The facts in this case are, in many respects, Similar to the facts in the case of Ganson v. Madigan, 13 Wis. 75. In that case the court said:

Where the vendor has actually taken all the steps necessary to vest the title to the goods sold in the vendee, he may sue for goods sold and delivered, and the rule of damages would be the contract price. But where he is ready and willing to perform, and offers to do so, but the vendee refuses, even though the title is not vested in the vendee, the vendor still has his action on the contract for damages. But the rule of damages in such case would be the actual injury sustained, which. is ordinarily the difference between the value of the property at the time of the refusal, and the price agreed on. Chitty on Con. 384; 1 Chitty’s Pl. 347; 2 Parsons on Con. 484, note h; Thompson v. Alger, 12 Met. 428; Allen v. Jarvis, 20 Conn. 38; Girard v. Taggart, 5 S. & R. 19.”

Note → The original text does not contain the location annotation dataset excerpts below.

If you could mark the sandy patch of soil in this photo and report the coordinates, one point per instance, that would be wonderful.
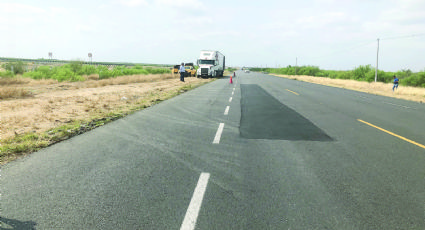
(53, 104)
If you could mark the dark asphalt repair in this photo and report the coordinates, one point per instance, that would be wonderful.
(264, 117)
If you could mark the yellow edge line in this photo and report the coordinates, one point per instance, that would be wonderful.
(292, 92)
(391, 133)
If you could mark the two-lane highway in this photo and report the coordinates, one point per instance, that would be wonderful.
(261, 153)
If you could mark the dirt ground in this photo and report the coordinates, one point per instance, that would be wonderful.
(53, 104)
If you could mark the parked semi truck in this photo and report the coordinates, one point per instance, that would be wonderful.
(211, 64)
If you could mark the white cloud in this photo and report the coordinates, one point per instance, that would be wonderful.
(133, 3)
(187, 4)
(17, 8)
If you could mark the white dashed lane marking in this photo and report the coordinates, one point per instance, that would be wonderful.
(192, 212)
(218, 134)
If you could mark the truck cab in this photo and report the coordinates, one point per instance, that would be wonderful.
(211, 64)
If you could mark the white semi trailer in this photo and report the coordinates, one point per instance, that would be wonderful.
(211, 64)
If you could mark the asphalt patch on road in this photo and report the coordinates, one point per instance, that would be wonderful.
(265, 117)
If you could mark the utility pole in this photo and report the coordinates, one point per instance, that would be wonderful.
(376, 69)
(296, 64)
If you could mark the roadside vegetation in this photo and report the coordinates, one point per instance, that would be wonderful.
(360, 73)
(74, 71)
(17, 73)
(43, 105)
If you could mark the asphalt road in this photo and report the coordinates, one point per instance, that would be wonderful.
(262, 153)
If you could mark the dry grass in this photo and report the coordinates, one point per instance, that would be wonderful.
(57, 111)
(13, 92)
(377, 88)
(12, 81)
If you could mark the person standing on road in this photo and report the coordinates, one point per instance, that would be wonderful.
(395, 83)
(182, 72)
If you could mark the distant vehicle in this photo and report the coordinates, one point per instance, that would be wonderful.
(190, 70)
(175, 69)
(211, 64)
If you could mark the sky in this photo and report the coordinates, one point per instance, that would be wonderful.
(330, 34)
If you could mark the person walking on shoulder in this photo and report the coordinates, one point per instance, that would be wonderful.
(182, 72)
(395, 83)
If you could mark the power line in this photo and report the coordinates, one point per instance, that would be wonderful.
(403, 36)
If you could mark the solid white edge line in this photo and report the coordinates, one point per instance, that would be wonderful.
(218, 134)
(226, 112)
(192, 212)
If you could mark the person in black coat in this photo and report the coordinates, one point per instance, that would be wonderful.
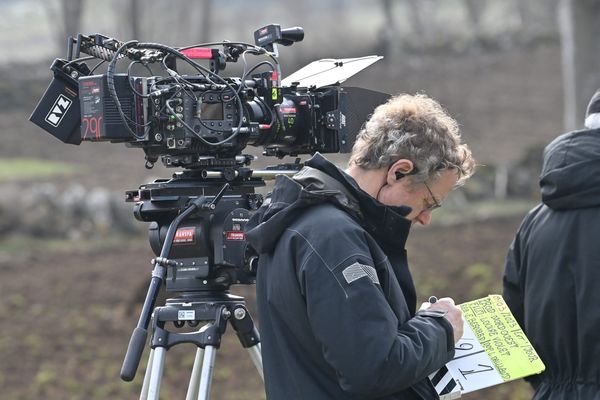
(336, 301)
(552, 273)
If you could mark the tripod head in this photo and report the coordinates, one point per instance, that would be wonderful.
(197, 221)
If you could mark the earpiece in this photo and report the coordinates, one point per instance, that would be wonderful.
(399, 175)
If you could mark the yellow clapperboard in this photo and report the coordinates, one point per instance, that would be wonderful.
(493, 350)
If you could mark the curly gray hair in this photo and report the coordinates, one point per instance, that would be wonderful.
(416, 128)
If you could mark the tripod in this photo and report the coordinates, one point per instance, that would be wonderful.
(217, 309)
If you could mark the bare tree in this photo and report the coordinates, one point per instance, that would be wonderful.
(68, 15)
(206, 20)
(580, 31)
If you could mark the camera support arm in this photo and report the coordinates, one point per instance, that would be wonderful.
(140, 333)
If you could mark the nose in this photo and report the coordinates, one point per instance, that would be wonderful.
(424, 218)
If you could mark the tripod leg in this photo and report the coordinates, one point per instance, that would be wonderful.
(207, 371)
(146, 384)
(156, 374)
(256, 358)
(192, 392)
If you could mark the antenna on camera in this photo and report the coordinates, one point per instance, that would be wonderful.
(270, 35)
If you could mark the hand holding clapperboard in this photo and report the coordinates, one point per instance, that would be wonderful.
(493, 350)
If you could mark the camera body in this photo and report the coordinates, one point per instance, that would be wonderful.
(210, 121)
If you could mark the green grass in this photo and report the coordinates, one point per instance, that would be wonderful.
(14, 169)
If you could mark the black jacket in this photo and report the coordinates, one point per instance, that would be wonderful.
(552, 276)
(336, 301)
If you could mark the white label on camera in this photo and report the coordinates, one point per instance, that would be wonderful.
(186, 315)
(58, 110)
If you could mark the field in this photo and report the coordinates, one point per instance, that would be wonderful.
(69, 306)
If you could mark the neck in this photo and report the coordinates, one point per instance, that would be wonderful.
(369, 180)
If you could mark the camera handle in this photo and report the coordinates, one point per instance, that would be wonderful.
(140, 333)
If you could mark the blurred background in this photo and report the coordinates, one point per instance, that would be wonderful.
(75, 264)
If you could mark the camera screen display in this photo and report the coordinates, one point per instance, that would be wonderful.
(211, 111)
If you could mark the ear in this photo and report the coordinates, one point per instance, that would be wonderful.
(399, 170)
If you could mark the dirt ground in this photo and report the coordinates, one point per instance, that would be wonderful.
(68, 314)
(68, 309)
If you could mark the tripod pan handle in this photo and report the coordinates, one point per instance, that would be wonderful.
(134, 353)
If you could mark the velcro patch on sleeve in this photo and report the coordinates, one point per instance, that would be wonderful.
(357, 271)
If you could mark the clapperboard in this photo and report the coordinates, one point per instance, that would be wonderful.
(492, 351)
(444, 384)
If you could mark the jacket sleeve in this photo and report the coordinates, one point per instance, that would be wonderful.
(371, 351)
(511, 282)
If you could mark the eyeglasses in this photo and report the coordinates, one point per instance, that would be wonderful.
(436, 203)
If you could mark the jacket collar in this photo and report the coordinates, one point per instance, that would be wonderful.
(387, 224)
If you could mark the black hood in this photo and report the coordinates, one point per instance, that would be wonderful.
(318, 182)
(570, 176)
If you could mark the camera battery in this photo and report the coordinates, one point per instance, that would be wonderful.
(101, 119)
(58, 110)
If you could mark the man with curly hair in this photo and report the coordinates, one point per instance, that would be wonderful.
(336, 301)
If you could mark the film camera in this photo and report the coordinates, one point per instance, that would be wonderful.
(201, 121)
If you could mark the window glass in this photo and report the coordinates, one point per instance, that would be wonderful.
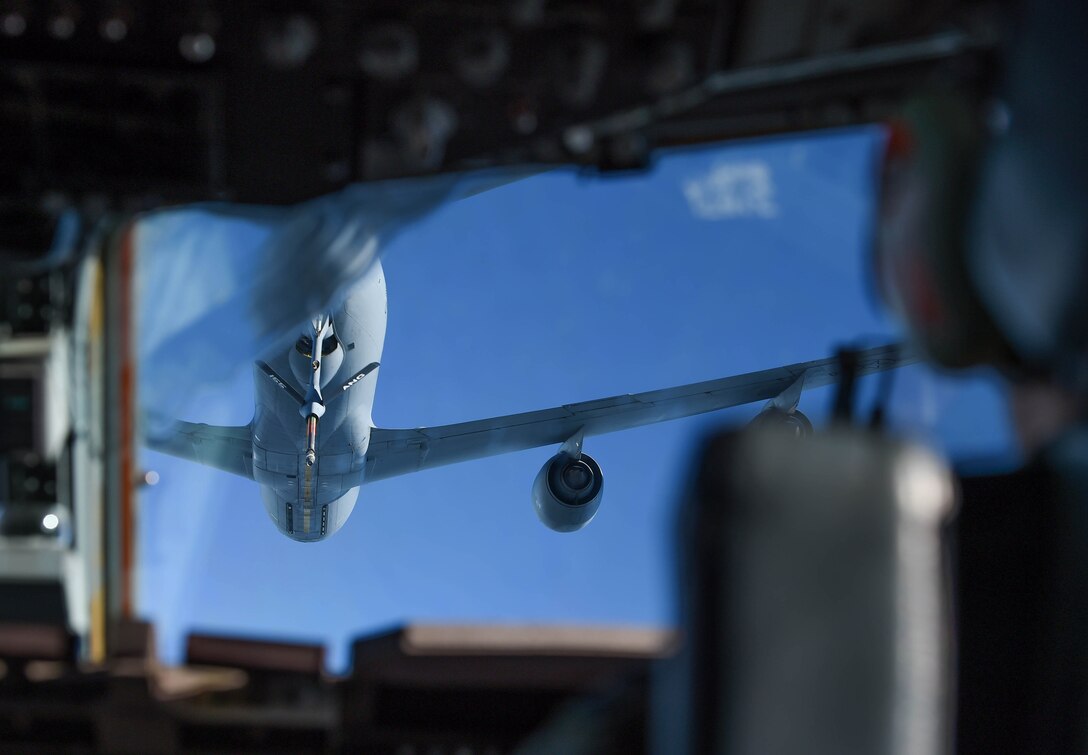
(548, 291)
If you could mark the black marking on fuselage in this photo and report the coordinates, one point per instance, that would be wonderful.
(281, 382)
(357, 376)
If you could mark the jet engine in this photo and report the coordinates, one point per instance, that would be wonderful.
(567, 492)
(792, 422)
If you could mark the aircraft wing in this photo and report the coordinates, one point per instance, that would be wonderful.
(230, 449)
(399, 452)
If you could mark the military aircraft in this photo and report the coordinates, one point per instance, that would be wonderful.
(312, 443)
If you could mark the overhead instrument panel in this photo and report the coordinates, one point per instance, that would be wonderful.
(132, 103)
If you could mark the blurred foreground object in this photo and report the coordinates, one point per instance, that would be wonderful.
(814, 603)
(418, 689)
(1021, 545)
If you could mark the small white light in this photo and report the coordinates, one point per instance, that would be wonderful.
(197, 48)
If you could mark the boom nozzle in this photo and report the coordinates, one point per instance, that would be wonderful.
(311, 440)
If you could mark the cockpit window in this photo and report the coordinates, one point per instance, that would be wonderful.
(305, 345)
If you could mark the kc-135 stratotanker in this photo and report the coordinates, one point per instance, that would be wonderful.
(312, 442)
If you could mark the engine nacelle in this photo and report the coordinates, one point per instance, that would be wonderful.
(567, 492)
(792, 422)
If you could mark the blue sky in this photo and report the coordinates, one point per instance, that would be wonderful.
(556, 288)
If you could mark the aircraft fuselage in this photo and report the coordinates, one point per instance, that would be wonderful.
(312, 420)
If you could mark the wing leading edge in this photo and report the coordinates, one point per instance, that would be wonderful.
(399, 452)
(230, 449)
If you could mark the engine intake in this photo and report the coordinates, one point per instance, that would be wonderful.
(567, 492)
(793, 422)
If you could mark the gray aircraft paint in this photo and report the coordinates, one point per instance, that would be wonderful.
(308, 503)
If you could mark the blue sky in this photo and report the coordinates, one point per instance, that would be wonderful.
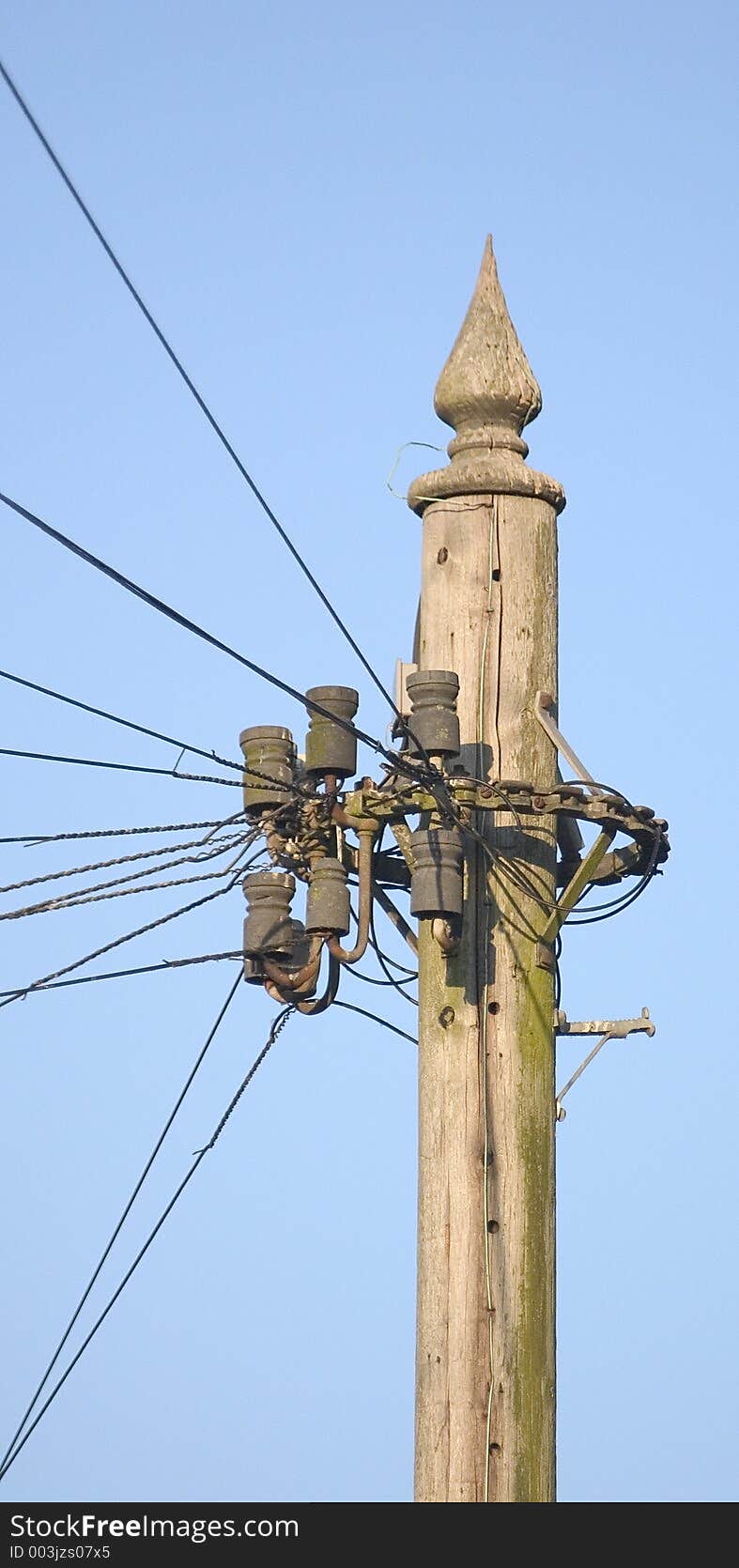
(303, 194)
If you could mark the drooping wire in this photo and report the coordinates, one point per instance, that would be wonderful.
(383, 966)
(278, 1024)
(118, 767)
(128, 974)
(126, 723)
(74, 896)
(200, 400)
(129, 936)
(82, 899)
(121, 1222)
(116, 833)
(118, 859)
(198, 631)
(377, 1020)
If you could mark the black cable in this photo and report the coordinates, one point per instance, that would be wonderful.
(196, 395)
(119, 767)
(198, 631)
(116, 833)
(126, 974)
(273, 1034)
(128, 723)
(118, 941)
(383, 966)
(133, 1195)
(377, 1020)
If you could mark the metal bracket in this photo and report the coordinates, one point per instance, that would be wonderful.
(542, 711)
(614, 1029)
(573, 891)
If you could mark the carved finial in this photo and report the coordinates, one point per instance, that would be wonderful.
(486, 392)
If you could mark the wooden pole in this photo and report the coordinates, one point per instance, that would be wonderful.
(485, 1397)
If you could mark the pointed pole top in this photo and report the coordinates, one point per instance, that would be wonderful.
(486, 392)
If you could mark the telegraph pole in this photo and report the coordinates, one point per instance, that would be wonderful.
(485, 1374)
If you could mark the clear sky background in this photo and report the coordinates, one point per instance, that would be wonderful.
(301, 193)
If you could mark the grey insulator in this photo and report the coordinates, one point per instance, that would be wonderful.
(267, 927)
(329, 899)
(270, 751)
(330, 748)
(437, 884)
(434, 718)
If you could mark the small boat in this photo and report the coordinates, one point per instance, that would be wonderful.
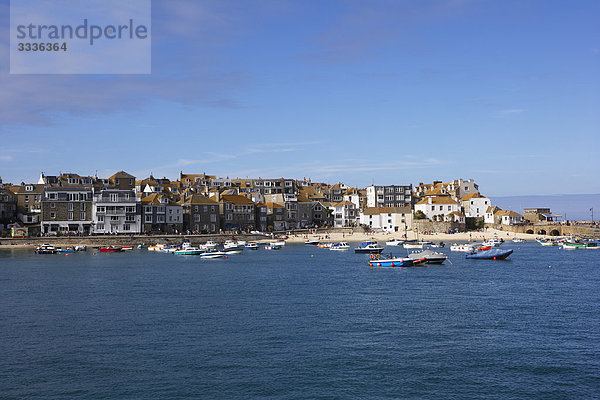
(213, 254)
(394, 242)
(413, 244)
(493, 254)
(430, 256)
(391, 262)
(110, 249)
(369, 248)
(189, 251)
(67, 250)
(45, 249)
(341, 246)
(465, 248)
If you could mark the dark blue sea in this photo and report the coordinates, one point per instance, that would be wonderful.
(300, 323)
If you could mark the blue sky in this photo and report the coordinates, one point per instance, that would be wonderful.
(391, 92)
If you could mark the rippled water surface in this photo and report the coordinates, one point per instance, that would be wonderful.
(300, 323)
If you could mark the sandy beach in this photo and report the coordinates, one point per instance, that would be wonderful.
(435, 237)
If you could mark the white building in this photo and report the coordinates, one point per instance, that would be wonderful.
(344, 214)
(388, 219)
(475, 205)
(433, 207)
(116, 211)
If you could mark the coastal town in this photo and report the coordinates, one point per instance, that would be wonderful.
(71, 204)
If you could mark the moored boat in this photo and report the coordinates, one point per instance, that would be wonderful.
(430, 256)
(369, 248)
(493, 254)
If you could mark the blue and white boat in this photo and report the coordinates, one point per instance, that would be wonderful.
(492, 254)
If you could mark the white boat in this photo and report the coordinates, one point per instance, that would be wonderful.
(213, 254)
(394, 242)
(413, 244)
(465, 248)
(341, 246)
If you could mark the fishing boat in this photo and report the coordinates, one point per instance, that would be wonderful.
(430, 256)
(67, 250)
(213, 254)
(369, 248)
(110, 249)
(341, 246)
(394, 242)
(413, 244)
(189, 251)
(466, 248)
(45, 249)
(493, 254)
(390, 262)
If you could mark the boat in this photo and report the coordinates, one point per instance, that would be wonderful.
(341, 246)
(430, 256)
(493, 254)
(392, 262)
(466, 248)
(189, 251)
(213, 254)
(413, 244)
(369, 248)
(394, 242)
(110, 249)
(493, 243)
(45, 249)
(580, 245)
(67, 250)
(157, 247)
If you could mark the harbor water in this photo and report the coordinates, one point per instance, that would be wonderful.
(299, 323)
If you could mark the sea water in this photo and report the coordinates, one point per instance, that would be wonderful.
(299, 323)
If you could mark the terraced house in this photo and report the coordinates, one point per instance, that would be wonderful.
(200, 214)
(116, 211)
(67, 210)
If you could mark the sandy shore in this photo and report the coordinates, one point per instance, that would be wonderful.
(435, 237)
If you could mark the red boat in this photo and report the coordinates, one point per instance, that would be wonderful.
(110, 249)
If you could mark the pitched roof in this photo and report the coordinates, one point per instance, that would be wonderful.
(386, 210)
(437, 200)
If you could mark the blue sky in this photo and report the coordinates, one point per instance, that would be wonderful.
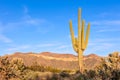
(43, 25)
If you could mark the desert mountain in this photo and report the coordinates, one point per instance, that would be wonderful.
(61, 61)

As we have seen, the appellants have not shown in their complaint such necessary facts as would enable the court or *514jury to determine the question as to whether or not they had sustained any damages, and if so how much, by reason of the-alleged breach of the contract in suit by the appellee. The evidence in the record, consisting chiefly of the depositions of the appellants, failed to show that they had sustained any damages by reason of the appellee’s breach of the contract sued upon; because it failed to show any difference between the contract price of the goods, referred to in the contract,, and the market value of such goods, at any time between the date of such contract and the commencement of this suit.

Upon the whole case, we are of the opinion that the court committed no error in overruling the appellants’ motion for a new trial.

The judgment is affirmed, at the appellants’ costs.